No one thought in 1872 that such a relatively small tract of land in the vast western territories would actually become a preserve for bears, wolves, bison, and thousands of other common living things. But during the next century, these animals disappeared from most of the country, and Yellowstone became an island of wilderness within a sea of human settlement. According to modern ecologists, though, the Yellowstone island is not large enough to adequately protect the unique resources found here. Several Yellowstone animals and birds have been listed as threatened or endangered under the 1973 Endangered Species Act. The grizzly bear and bald eagle were delisted in 2007, leaving only the Canada lynx and gray wolf on the list. In spring 2008 the wolf was delisted, spurring the killing of over 100 wolves in Idaho, Montana, and Wyoming, but a preliminary injunction in August restored their federal protection. A complete catalog of Yellowstone’s living things has never been produced; it would require volumes. In this chapter, after pointing out some small living things that occur throughout the park (along with a couple of not-so-small rare snakes), we introduce you to some of the more common plants and animals living here, grouping them into three quite different ecosystems, or communities of organisms that function as a unit of nature.

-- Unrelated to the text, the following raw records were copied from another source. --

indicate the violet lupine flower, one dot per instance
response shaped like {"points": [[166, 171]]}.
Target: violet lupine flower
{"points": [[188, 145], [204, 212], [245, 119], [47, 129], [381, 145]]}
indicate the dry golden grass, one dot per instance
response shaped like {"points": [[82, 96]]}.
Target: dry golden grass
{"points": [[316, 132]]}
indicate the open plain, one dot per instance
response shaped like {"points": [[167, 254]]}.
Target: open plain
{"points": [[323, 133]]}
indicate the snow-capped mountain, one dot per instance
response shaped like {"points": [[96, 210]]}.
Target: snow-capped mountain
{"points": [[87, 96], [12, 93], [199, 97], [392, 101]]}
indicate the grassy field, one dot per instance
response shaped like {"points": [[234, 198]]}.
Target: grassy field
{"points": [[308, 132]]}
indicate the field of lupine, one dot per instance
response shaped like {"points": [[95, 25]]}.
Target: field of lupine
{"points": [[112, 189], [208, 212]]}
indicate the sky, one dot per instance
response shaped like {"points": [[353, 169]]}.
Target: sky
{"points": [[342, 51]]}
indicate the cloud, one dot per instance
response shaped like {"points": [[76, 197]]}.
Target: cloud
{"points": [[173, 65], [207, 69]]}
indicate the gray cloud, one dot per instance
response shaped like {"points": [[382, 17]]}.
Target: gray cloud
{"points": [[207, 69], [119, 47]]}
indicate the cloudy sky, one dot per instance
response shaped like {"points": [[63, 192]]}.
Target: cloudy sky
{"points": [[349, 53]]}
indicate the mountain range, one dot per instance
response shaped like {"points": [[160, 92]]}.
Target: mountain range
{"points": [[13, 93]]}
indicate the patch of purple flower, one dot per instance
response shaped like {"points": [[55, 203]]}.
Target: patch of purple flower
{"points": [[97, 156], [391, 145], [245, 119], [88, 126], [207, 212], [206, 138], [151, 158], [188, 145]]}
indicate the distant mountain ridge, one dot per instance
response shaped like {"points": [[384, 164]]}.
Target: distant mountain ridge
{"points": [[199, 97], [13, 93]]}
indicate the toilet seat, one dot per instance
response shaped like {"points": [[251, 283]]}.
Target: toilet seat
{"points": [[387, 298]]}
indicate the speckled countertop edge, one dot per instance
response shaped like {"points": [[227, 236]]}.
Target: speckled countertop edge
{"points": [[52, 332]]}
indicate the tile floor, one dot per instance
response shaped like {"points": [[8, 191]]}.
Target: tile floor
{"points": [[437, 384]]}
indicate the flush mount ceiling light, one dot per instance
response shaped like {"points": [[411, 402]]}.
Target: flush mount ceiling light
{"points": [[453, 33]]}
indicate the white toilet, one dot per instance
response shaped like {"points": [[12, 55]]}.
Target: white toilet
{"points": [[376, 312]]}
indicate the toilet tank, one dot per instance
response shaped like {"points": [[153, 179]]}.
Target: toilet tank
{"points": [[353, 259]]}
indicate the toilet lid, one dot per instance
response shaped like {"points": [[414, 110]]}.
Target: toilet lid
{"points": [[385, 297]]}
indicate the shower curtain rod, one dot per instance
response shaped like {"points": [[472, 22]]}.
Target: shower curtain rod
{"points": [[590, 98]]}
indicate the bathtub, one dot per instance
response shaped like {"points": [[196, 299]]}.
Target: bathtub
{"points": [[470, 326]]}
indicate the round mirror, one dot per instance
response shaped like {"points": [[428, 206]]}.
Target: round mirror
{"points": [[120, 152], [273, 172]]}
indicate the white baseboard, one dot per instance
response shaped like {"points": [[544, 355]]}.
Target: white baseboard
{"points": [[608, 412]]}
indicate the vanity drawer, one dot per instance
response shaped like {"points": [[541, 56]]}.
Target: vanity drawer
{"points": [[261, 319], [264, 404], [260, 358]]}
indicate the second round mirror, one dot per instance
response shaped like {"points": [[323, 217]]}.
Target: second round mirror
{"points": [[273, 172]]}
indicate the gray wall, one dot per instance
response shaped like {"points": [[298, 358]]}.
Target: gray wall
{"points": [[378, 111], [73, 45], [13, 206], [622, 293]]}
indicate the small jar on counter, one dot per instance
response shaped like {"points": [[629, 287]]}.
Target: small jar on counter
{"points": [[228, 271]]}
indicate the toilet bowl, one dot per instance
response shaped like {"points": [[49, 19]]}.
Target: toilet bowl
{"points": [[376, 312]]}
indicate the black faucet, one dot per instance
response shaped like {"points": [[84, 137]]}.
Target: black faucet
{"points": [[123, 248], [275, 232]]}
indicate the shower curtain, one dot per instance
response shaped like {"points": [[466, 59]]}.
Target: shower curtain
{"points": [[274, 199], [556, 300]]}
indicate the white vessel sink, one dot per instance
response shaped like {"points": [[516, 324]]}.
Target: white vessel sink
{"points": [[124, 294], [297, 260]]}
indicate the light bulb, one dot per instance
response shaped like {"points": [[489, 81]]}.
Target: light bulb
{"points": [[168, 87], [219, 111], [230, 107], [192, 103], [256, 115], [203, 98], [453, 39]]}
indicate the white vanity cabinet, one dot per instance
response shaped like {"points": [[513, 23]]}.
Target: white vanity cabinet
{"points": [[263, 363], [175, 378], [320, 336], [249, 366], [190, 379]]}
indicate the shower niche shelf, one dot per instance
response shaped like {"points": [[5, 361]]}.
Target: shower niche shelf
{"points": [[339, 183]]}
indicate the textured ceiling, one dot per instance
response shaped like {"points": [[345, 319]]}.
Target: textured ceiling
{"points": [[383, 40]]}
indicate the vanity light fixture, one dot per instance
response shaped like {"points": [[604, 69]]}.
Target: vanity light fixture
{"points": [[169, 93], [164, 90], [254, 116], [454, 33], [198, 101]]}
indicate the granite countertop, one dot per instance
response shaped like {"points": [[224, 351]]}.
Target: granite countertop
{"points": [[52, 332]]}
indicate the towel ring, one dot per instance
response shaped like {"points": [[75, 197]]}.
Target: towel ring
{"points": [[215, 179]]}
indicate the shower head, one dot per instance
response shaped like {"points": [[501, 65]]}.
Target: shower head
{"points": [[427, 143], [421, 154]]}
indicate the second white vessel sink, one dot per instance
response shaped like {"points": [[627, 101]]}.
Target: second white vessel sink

Ecosystems are defined by the geology and soil types, the elevation, the latitude, and the amount of precipitation. The elevation in Yellowstone ranges from about 5300 feet (1615 m) to over 11,000 feet (3350 m). For every 1000-foot (300 m) increase in elevation, average daily temperatures are 3.5°F (about 2°C) lower, spring arrives about ten days later and autumn about ten days earlier. The latitude here is about that of Turin, Italy, or Bangor, Maine between 44 and 45 degrees north. Lastly, the amount of rain and snowfall varies greatly, and the snowpack at 9000 feet (2750 m) remains almost two months longer than at 7000 feet (2130 m). More rain falls on western mountainsides than in sheltered valleys east of the mountains. Many of the plants and animals mentioned below occur in two or more of the ecosystems. Fish are discussed at the end of the chapter.